Todas estas acusaciones eran vociferadas a la vez; algunos de los acusadores lo insultaban y le dirigían gestos amenazantes y groseros, y los guardias le pegaban y le injuriaban también mientras le decían: «Habla. ¿Por qué no contestas a sus acusaciones?» Anás y sus consejeros añadían burlas a estos ultrajes y le decían: «¿Ésta es tu doctrina?
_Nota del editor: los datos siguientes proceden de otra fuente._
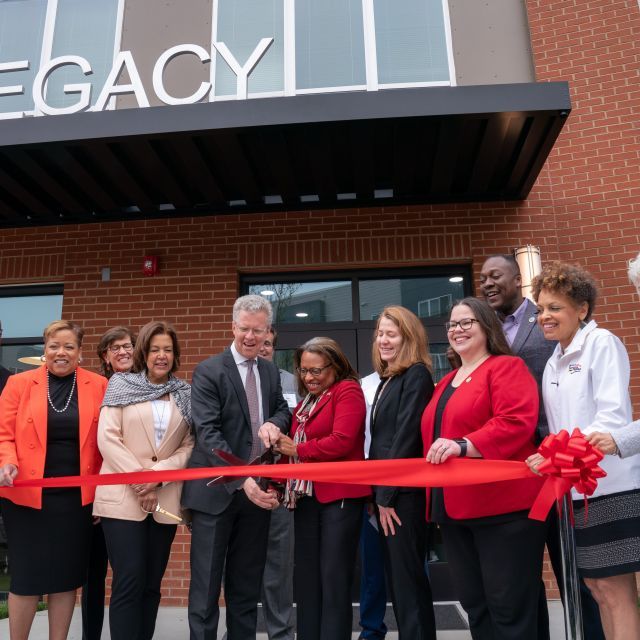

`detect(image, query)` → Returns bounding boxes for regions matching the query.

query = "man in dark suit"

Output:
[480,254,604,640]
[0,322,11,393]
[182,295,291,640]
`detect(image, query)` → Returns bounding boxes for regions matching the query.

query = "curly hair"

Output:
[531,262,598,322]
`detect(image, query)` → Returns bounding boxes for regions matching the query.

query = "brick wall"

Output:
[0,0,640,605]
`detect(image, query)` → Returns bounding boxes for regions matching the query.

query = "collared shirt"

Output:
[231,342,264,424]
[502,299,527,346]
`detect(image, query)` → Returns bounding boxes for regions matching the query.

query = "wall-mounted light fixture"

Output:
[513,244,542,300]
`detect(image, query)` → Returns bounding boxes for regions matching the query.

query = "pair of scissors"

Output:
[207,448,275,491]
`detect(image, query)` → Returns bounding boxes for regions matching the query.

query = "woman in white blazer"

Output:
[587,253,640,458]
[93,322,193,640]
[527,263,640,639]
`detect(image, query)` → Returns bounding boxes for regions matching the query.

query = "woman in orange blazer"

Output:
[275,338,371,640]
[422,298,546,640]
[0,320,107,640]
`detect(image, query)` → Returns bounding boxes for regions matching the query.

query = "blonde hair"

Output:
[371,306,433,378]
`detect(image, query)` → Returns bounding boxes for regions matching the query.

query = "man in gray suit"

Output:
[255,327,300,640]
[182,295,291,640]
[480,254,604,640]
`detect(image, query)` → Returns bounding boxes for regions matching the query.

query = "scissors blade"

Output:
[207,449,273,487]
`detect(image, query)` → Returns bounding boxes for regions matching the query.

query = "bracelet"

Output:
[454,438,469,458]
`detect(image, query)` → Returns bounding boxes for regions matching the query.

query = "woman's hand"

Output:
[378,504,402,536]
[131,482,159,498]
[0,464,18,487]
[427,438,462,464]
[585,431,620,456]
[273,434,298,458]
[138,491,158,513]
[525,453,546,476]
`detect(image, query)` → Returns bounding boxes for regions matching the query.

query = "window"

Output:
[374,0,449,85]
[360,276,464,322]
[249,280,352,326]
[0,285,62,372]
[213,0,453,98]
[0,0,47,113]
[47,0,118,107]
[240,265,472,381]
[215,0,284,96]
[295,0,367,89]
[0,0,124,114]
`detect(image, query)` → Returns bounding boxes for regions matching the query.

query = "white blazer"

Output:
[542,320,640,500]
[93,398,194,524]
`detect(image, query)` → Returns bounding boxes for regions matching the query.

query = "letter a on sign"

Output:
[94,51,149,111]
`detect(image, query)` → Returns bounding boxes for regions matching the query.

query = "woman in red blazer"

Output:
[275,338,371,640]
[422,298,546,640]
[0,320,107,640]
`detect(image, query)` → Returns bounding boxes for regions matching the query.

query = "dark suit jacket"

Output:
[511,298,557,442]
[0,365,11,393]
[369,363,433,507]
[182,349,291,515]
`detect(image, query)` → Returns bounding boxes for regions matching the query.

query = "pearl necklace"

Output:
[47,369,77,413]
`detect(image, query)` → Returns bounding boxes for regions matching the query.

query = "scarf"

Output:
[282,391,326,510]
[102,373,193,426]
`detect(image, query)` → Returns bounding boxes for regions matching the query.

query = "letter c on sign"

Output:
[33,56,93,116]
[153,44,211,104]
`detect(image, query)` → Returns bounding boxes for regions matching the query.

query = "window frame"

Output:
[209,0,456,102]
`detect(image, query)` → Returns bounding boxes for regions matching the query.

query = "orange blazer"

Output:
[0,365,107,509]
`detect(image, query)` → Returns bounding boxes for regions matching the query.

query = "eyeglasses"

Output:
[236,325,267,336]
[296,364,331,378]
[109,342,133,353]
[444,318,478,331]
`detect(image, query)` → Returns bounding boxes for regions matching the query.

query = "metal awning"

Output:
[0,82,571,227]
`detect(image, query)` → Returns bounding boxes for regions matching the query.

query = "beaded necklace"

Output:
[47,369,77,413]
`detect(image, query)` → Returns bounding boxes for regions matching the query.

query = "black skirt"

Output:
[2,489,92,596]
[573,489,640,578]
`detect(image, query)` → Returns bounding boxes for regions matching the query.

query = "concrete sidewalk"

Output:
[0,600,565,640]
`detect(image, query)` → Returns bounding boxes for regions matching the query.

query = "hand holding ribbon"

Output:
[529,429,607,520]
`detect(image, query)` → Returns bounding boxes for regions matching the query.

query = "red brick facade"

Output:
[0,0,640,605]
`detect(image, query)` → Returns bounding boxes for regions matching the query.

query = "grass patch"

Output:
[0,602,47,620]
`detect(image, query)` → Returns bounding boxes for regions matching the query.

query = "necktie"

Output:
[243,360,262,460]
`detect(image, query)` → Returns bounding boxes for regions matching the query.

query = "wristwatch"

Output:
[454,438,468,458]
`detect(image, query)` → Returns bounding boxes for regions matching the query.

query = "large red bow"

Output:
[529,429,607,520]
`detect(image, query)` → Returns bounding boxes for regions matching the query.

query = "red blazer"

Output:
[291,380,371,503]
[0,366,107,509]
[422,356,542,519]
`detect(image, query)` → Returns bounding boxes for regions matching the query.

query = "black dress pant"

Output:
[378,491,436,640]
[440,512,547,640]
[547,508,605,640]
[189,491,272,640]
[81,523,109,640]
[102,515,178,640]
[294,496,364,640]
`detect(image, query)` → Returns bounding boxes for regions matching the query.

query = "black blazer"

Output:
[182,349,291,515]
[511,298,557,442]
[0,365,11,393]
[369,363,434,507]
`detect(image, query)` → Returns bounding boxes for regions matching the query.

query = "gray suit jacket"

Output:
[182,349,291,515]
[511,298,557,441]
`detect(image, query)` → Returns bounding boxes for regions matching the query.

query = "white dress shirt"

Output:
[542,320,640,500]
[231,342,264,425]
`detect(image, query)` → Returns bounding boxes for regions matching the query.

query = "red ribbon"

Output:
[529,429,607,520]
[13,458,531,487]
Contéstanos gran soberano, hombre enviado por Dios, danos una muestra de tu poder.» 

Después Anás añadió: «¿Quién eres tú? Tan sólo el hijo de un oscuro carpintero.» A continuación, pidió material de escritura y en una gran hoja escribió una serie de grandes letras, cada una significando una acusación contra Nuestro Señor. Después enrolló la hoja y la metió dentro de una calabacita vacía que tapó con cuidado y ató a una caña. Se la presentó a Jesús, diciéndole con ironía: «Toma, éste es el cetro de tu reino; aquí constan todos tus títulos, tus dignidades y todos tus derechos. 

Llévaselos al Sumo Sacerdote para que reconozca tu misión y te trate según tu dignidad. Que le aten las manos a este rey y lo lleven ante el Sumo Sacerdote.» Maniataron de nuevo a Jesús, sujetando también con ellas el simulacro de cetro que contenía las acusaciones de Anás, y lo condujeron a casa de Caifás, en medio de las burlas, de las injurias y de los malos tratos de la multitud.